By Stephen Aftergood July 19, 2013 Secrecy News
Categories: Leaks, Secrecy
In a new ruling with ominous implications for national security reporting, an appeals court said today that there is no reporter’s privilege that would allow New York Times reporter James Risen to decline to identify the source of classified information that he revealed in his book State of War.
Mr. Risen had been subpoenaed to testify in the leak prosecution of former CIA officer Jeffrey Sterling, who is accused of leaking information to Risen about a failed CIA operation against Iran’s nuclear program. In 2011, the lower court had ruled that Risen would not be compelled to reveal his source. The Fourth Circuit court of appeals today reversed that ruling.
“There is no First Amendment testimonial privilege, absolute or qualified, that protects a reporter from being compelled to testify by the prosecution or the defense in criminal proceedings about criminal conduct that the reporter personally witnessed or participated in, absent a showing of bad faith, harassment, or other such non-legitimate motive, even though the reporter promised confidentiality to his source,” said the majority ruling, written by Chief Judge William B. Traxler Jr.
“So long as the subpoena is issued in good faith and is based on a legitimate need of law enforcement, the government need not make any special showing to obtain evidence of criminal conduct from a reporter in a criminal proceeding. The reporter must appear and give testimony just as every other citizen must. We are not at liberty to conclude otherwise,” Judge Traxler wrote.
In a dissenting opinion, Circuit Judge Roger L. Gregory said the majority ruling was a fateful mistake.
“Our country’s Founders established the First Amendment’s guarantee of a free press as a recognition that a government unaccountable to public discourse renders that essential element of democracy — the vote — meaningless. The majority reads narrowly the law governing the protection of a reporter from revealing his sources, a decision that is, in my view, contrary to the will and wisdom of our Founders.”
“I find it sad that the majority departs from… our established precedent to announce for the first time that the First Amendment provides no protection for reporters,” Judge Gregory wrote.
“Under the majority’s articulation of the reporter’s privilege, or lack thereof, absent a showing of bad faith by the government, a reporter can always be compelled against her will to reveal her confidential sources in a criminal trial.”
“The majority exalts the interests of the government while unduly trampling those of the press, and in doing so, severely impinges on the press and the free flow of information in our society. The First Amendment was designed to counteract the very result the majority reaches today,” Judge Gregory wrote.

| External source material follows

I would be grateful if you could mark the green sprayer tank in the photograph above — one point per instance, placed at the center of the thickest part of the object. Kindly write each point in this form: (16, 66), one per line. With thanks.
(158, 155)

There is a permanent tension, if not an irreconcilable conflict, between a free press and the operations of national security. The tension can be managed by the exercise of prudent self-restraint on both sides. So, for example, news organizations do not publish all secret information they acquire, and the government does not exercise its full legal authority to penalize unauthorized publication. But the tension can also be exacerbated, as in the present case, perhaps to a breaking point.